Here are some of the symptoms of antidepressant abuse:
- Lack of emotion
- Weight gain
- Increased appetite
- Sore throat
- Sexual dysfunction
- Blurred vision
Also, high doses of antidepressants have been shown to increase suicidal tendencies in teens and young adults (13 to 25 years old).
Those with suicidal tendencies brought about by antidepressant abuse may show the following signs:
- Giving away belongings
- Having no future plans
- Suddenly composing a last will
- Mood changes
- Feeling guilty or worthless
- Loss of interest in hobbies
- Abusing drugs and/or alcohol
If you or someone you know is showing these signs, ask for help from a mental health professional right away. Do not brush these off; the sooner you get help, the more likely you can help save your life or a loved one’s life.
Combining antidepressants with other substances
People who abuse antidepressants often do not take the drugs on their own. Antidepressants do not give them a euphoric feeling, so they would combine the drugs with alcohol or other substances.
Most users drink alcohol as well in an attempt to intensify the effects of antidepressants. In effect, this increases the chances of developing alcohol use disorder. Also, taking alcohol with antidepressants puts users at a much higher risk of overdose. It can also make depression worse.
Signs of addiction
People who abuse antidepressants normally do not get addicted to those drugs. Instead, they get addicted to other substances they take along with antidepressants.
Those with depression are at greater risk. If they are on antidepressant medications, and they feel no effects, they may turn to other substances to make them feel better. However, other substances may interfere with the action of antidepressants, rendering them ineffective. If that happens, the tendency to abuse other substances increases.

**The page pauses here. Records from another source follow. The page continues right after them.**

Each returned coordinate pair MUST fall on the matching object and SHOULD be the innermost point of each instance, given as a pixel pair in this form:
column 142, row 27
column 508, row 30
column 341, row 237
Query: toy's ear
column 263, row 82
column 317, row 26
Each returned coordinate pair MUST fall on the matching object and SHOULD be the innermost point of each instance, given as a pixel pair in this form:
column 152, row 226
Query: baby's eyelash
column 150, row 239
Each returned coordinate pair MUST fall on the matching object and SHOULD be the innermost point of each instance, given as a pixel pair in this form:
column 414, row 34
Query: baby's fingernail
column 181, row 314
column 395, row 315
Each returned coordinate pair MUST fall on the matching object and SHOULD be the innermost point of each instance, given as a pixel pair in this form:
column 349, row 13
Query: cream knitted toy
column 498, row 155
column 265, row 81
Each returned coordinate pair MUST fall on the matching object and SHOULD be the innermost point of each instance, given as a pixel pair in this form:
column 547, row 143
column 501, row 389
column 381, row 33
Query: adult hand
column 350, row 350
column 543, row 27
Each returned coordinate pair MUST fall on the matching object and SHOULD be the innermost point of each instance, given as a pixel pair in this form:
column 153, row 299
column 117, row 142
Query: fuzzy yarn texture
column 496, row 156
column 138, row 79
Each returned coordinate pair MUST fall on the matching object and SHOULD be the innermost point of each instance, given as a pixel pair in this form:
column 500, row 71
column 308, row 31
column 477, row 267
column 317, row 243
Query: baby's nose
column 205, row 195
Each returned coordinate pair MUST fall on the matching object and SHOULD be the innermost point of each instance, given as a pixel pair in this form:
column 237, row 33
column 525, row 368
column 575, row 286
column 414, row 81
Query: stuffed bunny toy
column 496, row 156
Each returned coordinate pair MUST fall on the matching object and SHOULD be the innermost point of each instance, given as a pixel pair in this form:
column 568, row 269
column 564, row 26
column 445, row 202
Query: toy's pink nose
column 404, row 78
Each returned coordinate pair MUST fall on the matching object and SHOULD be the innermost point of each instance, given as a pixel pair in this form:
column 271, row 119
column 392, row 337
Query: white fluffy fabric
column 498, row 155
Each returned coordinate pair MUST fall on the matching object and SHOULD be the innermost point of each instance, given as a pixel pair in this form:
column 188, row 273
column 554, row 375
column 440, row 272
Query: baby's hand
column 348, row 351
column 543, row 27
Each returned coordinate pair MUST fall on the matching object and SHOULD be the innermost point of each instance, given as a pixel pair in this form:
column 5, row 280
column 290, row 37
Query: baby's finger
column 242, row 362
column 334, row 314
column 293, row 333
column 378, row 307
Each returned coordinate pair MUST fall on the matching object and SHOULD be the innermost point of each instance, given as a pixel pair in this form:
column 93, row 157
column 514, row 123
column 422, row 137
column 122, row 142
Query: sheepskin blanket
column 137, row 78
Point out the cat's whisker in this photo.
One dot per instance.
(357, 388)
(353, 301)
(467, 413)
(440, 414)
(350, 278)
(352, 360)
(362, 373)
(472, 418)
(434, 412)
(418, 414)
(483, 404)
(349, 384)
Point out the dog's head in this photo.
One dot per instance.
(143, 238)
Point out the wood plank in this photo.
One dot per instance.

If you or a loved one becomes addicted to another substance, these signs may show up:
- Ignoring family, work, or school responsibilities
- Spending much less time with friends and family
- Wanting to quit substance use but all attempts are not successful
- Ditching hobbies or other activities to have more time to use substances
When you or a loved one is struggling with these, it’s best to get professional help as soon as you can. Addiction is not a hopeless case; it is a condition that can be treated.
Treating antidepressant abuse
You should not stop taking these drugs “cold turkey.” This can produce withdrawal symptoms, making the process of quitting highly uncomfortable.
Instead, the best way is to reduce your dose over several weeks. That way, withdrawal is much more tolerable. This is best done under the supervision of a medical professional.
If you still have depression, it’s best to find alternative treatments for your condition. Consult with a mental health professional to know your best options. You may be advised to go through behavioral therapies, which can be more effective than antidepressants in treating your condition.
In some cases, inpatient rehab may work best in overcoming antidepressant abuse.